No part of the Fraser River system is under renovation for the better. It's decline is mirrored all over the globe and the evidence is toxin levels and agricultural runoff as accumulated in the sediment and the wildlife which is never static, it along with the water, moves. Birds migrate, fish spawn, all look to this delicate ecosystems for clean, abundance of food. Not raw sewage, garbage, development and chemicals. Not only is Delta Port expansion a bad idea, Delta itself was a bad idea....
snert
4 years ago
clubofrome
I know. We should all vanish off the face of the earth. You first we'll be right behind you.
BC Mary
4 years ago
"We can lead and let the federal government follow," says Gordo
G West,
There's an astonishingly unflattering story in the July 24 edition of The Globe and Mail by Gary Mason: Campbell's new way of doing politics and business which explains how these things are happening. Like the Tsawwassen Treaty. Like the sell-off of BC Rail lands.
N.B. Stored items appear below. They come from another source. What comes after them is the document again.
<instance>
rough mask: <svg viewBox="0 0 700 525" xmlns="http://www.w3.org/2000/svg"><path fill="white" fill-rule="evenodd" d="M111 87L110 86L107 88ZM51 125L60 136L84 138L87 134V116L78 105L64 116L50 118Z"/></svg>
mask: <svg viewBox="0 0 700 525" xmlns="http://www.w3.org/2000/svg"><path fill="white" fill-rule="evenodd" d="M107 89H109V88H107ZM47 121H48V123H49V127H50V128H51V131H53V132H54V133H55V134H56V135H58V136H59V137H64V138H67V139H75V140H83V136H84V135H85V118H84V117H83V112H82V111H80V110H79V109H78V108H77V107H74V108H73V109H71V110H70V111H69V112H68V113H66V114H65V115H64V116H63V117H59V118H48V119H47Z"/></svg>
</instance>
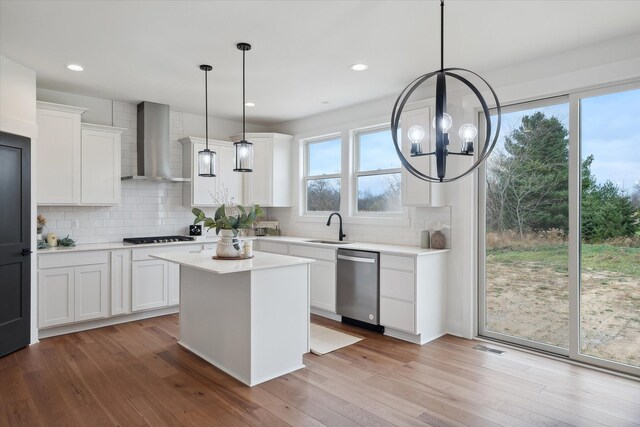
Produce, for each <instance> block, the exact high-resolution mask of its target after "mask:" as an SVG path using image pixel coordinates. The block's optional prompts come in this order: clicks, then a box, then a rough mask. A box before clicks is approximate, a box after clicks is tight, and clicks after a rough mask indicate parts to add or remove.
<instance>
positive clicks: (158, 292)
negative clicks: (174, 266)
mask: <svg viewBox="0 0 640 427" xmlns="http://www.w3.org/2000/svg"><path fill="white" fill-rule="evenodd" d="M131 288H132V293H131V311H140V310H148V309H150V308H158V307H165V306H166V305H167V304H168V302H169V265H168V263H167V262H166V261H162V260H159V259H150V260H146V261H135V262H132V263H131Z"/></svg>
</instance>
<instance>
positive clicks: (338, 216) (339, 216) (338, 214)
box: [327, 212, 347, 241]
mask: <svg viewBox="0 0 640 427" xmlns="http://www.w3.org/2000/svg"><path fill="white" fill-rule="evenodd" d="M334 215H338V218H339V219H340V230H338V240H340V241H342V240H343V238H344V237H347V235H346V234H344V233H343V232H342V215H340V214H339V213H338V212H334V213H332V214H331V215H329V219H328V220H327V227H328V226H330V225H331V217H332V216H334Z"/></svg>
Hell, like the dumping of BC Rail itself if you extrapolate.
Gordo was up in Anchorage, Alaska, pep-talking a "powerful group of business and political leaders from the Pacific Northwest."
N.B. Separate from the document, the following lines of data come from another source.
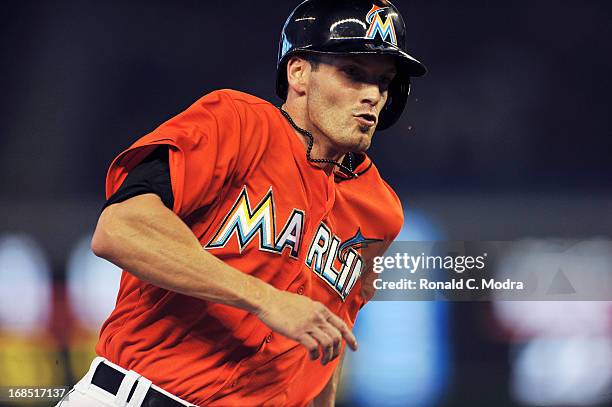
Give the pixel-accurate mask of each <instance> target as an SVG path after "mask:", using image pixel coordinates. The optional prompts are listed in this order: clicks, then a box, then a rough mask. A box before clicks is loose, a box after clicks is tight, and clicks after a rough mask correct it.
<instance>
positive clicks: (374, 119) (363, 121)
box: [355, 113, 376, 127]
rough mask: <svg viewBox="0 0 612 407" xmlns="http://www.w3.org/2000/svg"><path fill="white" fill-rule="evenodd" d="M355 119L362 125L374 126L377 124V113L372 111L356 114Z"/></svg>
mask: <svg viewBox="0 0 612 407" xmlns="http://www.w3.org/2000/svg"><path fill="white" fill-rule="evenodd" d="M355 120H357V122H358V123H359V125H360V126H365V127H373V126H375V125H376V115H373V114H371V113H361V114H357V115H355Z"/></svg>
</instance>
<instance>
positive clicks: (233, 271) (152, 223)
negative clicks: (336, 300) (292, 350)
mask: <svg viewBox="0 0 612 407" xmlns="http://www.w3.org/2000/svg"><path fill="white" fill-rule="evenodd" d="M91 245H92V250H93V252H94V253H95V254H96V255H97V256H99V257H102V258H105V259H107V260H109V261H110V262H112V263H114V264H116V265H117V266H119V267H121V268H123V269H125V270H128V271H129V272H130V273H131V274H133V275H134V276H136V277H138V278H139V279H141V280H143V281H146V282H148V283H151V284H153V285H156V286H158V287H161V288H165V289H167V290H171V291H175V292H178V293H181V294H184V295H189V296H192V297H196V298H199V299H202V300H206V301H213V302H217V303H221V304H225V305H229V306H233V307H236V308H240V309H243V310H246V311H248V312H251V313H254V314H255V315H257V316H258V317H259V318H260V319H261V321H262V322H264V323H265V324H266V325H267V326H269V327H270V328H271V329H272V330H274V331H276V332H279V333H281V334H282V335H284V336H286V337H288V338H290V339H293V340H295V341H297V342H299V343H300V344H302V345H303V346H305V347H306V348H307V349H308V351H309V352H310V356H311V358H312V359H317V358H318V357H319V347H321V350H322V353H323V356H322V358H321V363H324V364H325V363H327V362H328V361H329V360H332V359H334V358H335V357H337V356H338V354H339V351H340V346H339V344H340V343H341V340H342V338H344V339H345V340H346V341H347V343H348V344H349V346H351V348H353V349H354V350H355V349H356V346H357V343H356V341H355V337H354V336H353V334H352V333H351V331H350V329H349V328H348V327H347V326H346V324H344V322H343V321H342V320H341V319H340V318H339V317H338V316H336V315H335V314H333V313H332V312H331V311H329V310H328V309H327V308H326V307H325V306H323V305H322V304H321V303H318V302H315V301H312V300H311V299H309V298H308V297H305V296H301V295H298V294H293V293H289V292H286V291H281V290H278V289H276V288H274V287H273V286H271V285H269V284H267V283H265V282H264V281H262V280H259V279H258V278H255V277H252V276H249V275H247V274H245V273H242V272H241V271H239V270H236V269H235V268H233V267H231V266H229V265H227V264H226V263H224V262H223V261H221V260H219V259H218V258H217V257H215V256H214V255H212V254H210V253H208V252H207V251H205V250H203V249H202V247H201V245H200V242H199V241H198V240H197V238H196V237H195V236H194V234H193V233H192V231H191V230H190V229H189V228H188V227H187V225H185V224H184V223H183V221H182V220H181V219H180V218H179V217H178V216H176V215H175V214H174V213H173V212H172V211H171V210H170V209H168V208H166V207H165V206H164V205H163V203H162V202H161V200H160V198H159V197H158V196H157V195H155V194H144V195H138V196H135V197H133V198H130V199H128V200H126V201H124V202H121V203H117V204H113V205H110V206H108V207H107V208H105V209H104V211H103V212H102V214H101V215H100V219H99V220H98V224H97V226H96V231H95V232H94V236H93V239H92V242H91Z"/></svg>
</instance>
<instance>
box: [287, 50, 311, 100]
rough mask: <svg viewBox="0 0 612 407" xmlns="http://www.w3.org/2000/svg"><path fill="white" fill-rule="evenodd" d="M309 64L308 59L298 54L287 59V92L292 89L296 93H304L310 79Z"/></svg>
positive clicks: (289, 91)
mask: <svg viewBox="0 0 612 407" xmlns="http://www.w3.org/2000/svg"><path fill="white" fill-rule="evenodd" d="M310 68H311V66H310V63H309V62H308V61H306V60H305V59H304V58H300V57H299V56H293V57H291V58H289V61H287V83H288V85H289V92H291V91H292V90H293V91H294V92H296V93H297V94H298V95H300V96H301V95H303V94H305V93H306V89H307V87H308V80H309V79H310V72H311V69H310Z"/></svg>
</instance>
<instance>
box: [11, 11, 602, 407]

"Mr" Campbell told the group, "We don't need permissions from our federal governments. We can't wait for them. We have to act. If we don't, we'll lose."
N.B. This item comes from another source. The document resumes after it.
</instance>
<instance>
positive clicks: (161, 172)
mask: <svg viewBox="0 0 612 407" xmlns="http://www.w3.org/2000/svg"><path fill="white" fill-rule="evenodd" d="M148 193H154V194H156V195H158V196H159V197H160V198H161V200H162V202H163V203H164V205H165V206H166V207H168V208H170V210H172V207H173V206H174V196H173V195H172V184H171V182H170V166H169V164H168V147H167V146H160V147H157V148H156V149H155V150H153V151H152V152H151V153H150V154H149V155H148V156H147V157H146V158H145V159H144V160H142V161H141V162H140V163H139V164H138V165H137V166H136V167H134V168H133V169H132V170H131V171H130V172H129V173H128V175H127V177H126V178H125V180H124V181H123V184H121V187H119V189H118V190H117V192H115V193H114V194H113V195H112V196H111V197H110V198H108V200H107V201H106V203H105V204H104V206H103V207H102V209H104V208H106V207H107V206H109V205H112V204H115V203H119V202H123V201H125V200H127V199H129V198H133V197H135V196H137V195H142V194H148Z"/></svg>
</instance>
Grab a copy or you won't believe the grandiose scheming. It says how Gordo was speaking to the "annual conference of the Pacific Northwest Economic Region, a group that has been around for 17 years but has taken on a much higher profile in the past few years as state and provincial governments join to solve a host of shared problems. And to look at a range of new opportunities.
I gather that "The Globe and Mail" (i.e., Gary) got a few moments of Gordo's time, and duly took dictation: "This is the future of governance," said "Mr" Campbell. "Too often institutional inertia holds you back from doing things. The only way to move forward is to get together a group of people with like minds and say 'Let's act.'
" ... we can drive societal change by our action. We can lead and let the federal government follow in the wake of our momentum. I think that's what we're doing in the Pacific Northwest now and I think that's fundamentally different from the way we used to do things."
Has "Mr" Campbell blown a head gasket?? Thinks he's been crowned king or something?
snert
4 years ago
BC Mary
Here's a link to the article.
snert
4 years ago
Tsawwassen First Nation accept treaty terms
Tsawwassen First Nation accept treaty terms
clubofrome
4 years ago
Thank you Tyee!
For the clarification as to what is acceptable comment here at the Tyee. While I personally take no offence at any comments directed my way, however insulting they may be, I can see how this could be upsetting to some readers who appear to be genuinely trying to understand the issues but become frustrated easily when challenged. I applaud snert and his obvious passion for livley debate in a forum where foreign subjects like research and logic abound! The Tyee too should be applauded for the rules which allow even the most challenged of writers to participate without the fear of ridicule...
snert
4 years ago
Ridicule - A great debating tactic.
clubofrome
BC Mary
4 years ago
Many thanks, Snert!
Snert,
Many thanks for that link. As a fully-paid subscriber to the doorstep delivery of The Globe and Mail (about $30 a month), I dug my heels in when they insisted I pay a further $6.95 a month in order to get on-line access to that story. Some days, you just get ornery, that way.
So I appreciate very much that you've made it possible for people to see and use Gary Mason's story.
Why? specifically because Gary has been such a sycophant to Premier Campbell in the past, his obvious nervousness in this report is something well worth noting. Vaughn Palmer did much the same thing, next day. Winds of change?
Like, we coulda told them. But do they ever ask? Sigh.